HARTFORD -- The CT State Senate passed legislation on a Democrat Party line vote to incrementally raise the state’s minimum wage to $15/hour by June 2023. Senator Hwang voted against the bill because of the significant negative effects this mandated new minimum wage will have on small and mid-sized businesses, municipalities, and nonprofits, and the negative potential for significant rise in unemployment and cost of goods and services. The legislation had recently passed the CT House of Representatives, also along party lines, after nearly 14 hours of debate. Democratic Governor Ned Lamont is expected to sign the measure into law this week.
“The desire and intention to raise people out of poverty by earning a livable wage is a noble and bipartisan goal. But government forcing employers to increase wages is not a responsible way to do so. It ignores market realities and is devastatingly counterproductive. Facing higher mandated costs,businesses will displace, through mechanization, innovation and cost efficiencies, and no longer hire many of the very population this bill is purported to help. Automation and technology are rapidly taking the place of minimum wage jobs even without this state mandate. This bill is a job and business killer.”
“Another major concern is the effect this will have on services provided by Connecticut’s non-profits. Our non-profits struggle every day to supply critical services to people who are disabled, to people with mental health issues, and to communities that need them. They ensure the ‘social safety net’ will catch and support our neighbors. This bill would be a costly mandate to non-profits, and our services will suffer and their very survival is questionable as a result.”
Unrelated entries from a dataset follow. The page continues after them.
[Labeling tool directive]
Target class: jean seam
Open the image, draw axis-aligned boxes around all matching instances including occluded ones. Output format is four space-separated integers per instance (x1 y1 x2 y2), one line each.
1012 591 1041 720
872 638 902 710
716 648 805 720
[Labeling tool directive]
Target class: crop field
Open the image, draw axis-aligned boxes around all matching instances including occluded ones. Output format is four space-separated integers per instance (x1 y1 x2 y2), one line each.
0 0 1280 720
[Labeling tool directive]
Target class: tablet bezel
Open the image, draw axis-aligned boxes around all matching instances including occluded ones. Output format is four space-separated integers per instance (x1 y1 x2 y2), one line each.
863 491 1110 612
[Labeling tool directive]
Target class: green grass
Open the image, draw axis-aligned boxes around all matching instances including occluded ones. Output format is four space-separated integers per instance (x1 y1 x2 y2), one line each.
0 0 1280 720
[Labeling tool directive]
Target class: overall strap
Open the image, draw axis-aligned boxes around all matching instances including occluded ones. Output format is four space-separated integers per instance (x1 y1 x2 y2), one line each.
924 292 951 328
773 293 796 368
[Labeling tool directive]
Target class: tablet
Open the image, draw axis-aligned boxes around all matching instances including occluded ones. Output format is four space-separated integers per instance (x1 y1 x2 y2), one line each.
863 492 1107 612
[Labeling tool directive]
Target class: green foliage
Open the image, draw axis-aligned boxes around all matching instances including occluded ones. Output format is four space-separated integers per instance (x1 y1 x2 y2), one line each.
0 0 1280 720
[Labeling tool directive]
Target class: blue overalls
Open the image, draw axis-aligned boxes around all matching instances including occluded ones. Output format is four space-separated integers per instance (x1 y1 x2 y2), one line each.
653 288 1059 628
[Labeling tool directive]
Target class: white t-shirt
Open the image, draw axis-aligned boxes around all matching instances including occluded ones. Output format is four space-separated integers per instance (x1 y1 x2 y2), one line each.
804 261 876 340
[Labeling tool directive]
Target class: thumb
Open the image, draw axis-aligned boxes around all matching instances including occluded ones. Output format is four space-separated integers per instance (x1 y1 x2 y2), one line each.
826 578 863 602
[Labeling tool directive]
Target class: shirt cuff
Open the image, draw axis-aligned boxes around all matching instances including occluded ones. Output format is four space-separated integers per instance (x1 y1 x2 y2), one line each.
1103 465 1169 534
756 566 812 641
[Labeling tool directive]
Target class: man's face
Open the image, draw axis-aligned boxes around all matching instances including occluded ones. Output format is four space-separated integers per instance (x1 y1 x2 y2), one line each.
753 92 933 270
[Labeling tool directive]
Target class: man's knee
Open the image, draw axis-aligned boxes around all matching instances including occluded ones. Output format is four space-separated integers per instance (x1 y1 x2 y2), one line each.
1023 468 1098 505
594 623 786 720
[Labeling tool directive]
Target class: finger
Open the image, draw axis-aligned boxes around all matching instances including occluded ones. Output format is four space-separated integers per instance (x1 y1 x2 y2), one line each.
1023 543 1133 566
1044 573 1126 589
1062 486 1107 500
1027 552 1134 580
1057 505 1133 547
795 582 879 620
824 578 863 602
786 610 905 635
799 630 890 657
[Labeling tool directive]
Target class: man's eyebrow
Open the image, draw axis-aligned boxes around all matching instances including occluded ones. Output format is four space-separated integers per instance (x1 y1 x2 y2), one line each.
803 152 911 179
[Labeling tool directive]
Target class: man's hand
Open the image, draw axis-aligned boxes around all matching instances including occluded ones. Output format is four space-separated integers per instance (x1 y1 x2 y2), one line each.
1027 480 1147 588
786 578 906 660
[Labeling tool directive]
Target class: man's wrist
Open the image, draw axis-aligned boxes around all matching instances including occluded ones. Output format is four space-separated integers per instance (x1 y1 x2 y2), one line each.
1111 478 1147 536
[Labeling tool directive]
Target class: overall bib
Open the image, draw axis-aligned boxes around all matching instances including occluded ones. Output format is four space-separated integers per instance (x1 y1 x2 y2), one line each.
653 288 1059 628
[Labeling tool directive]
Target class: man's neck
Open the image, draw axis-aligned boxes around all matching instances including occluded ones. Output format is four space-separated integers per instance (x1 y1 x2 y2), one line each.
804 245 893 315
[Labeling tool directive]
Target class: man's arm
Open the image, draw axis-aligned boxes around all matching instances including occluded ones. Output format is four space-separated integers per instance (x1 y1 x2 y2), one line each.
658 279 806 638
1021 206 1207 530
“The cost of doing business in this state is already too high. If we impose this additional financial burden onto Connecticut businesses, they will have no choice but to cut workers and/or raise prices. It will not put more money in people’s pockets, it will increase unemployment, increase prices, and hinder growth in our already fragile economy.”
“A better solution would be to focus on providing educational opportunities to all employees whether through Employer Education Reimbursement credits or developing vocational/technical apprenticeship initiatives and focusing on building skills necessary for jobs in the 21st century marketplace. My fundamental principle is that government does not create jobs or wealth, it is the people who are risk takers and entrepreneurs who do. Raising the minimum wage will not create jobs and it will hurt the very people it is intended to help.”
State Senator Tony Hwang represents Connecticut’s 28th Senate district including the towns of Fairfield, Westport, Weston, Easton, Newtown & Sandy Hook. Hwang is the minority leader on the Public Safety and Security, Higher Education and Employment and Housing Committees and was the former House ranking leader on the Labor and Public Employees Committee.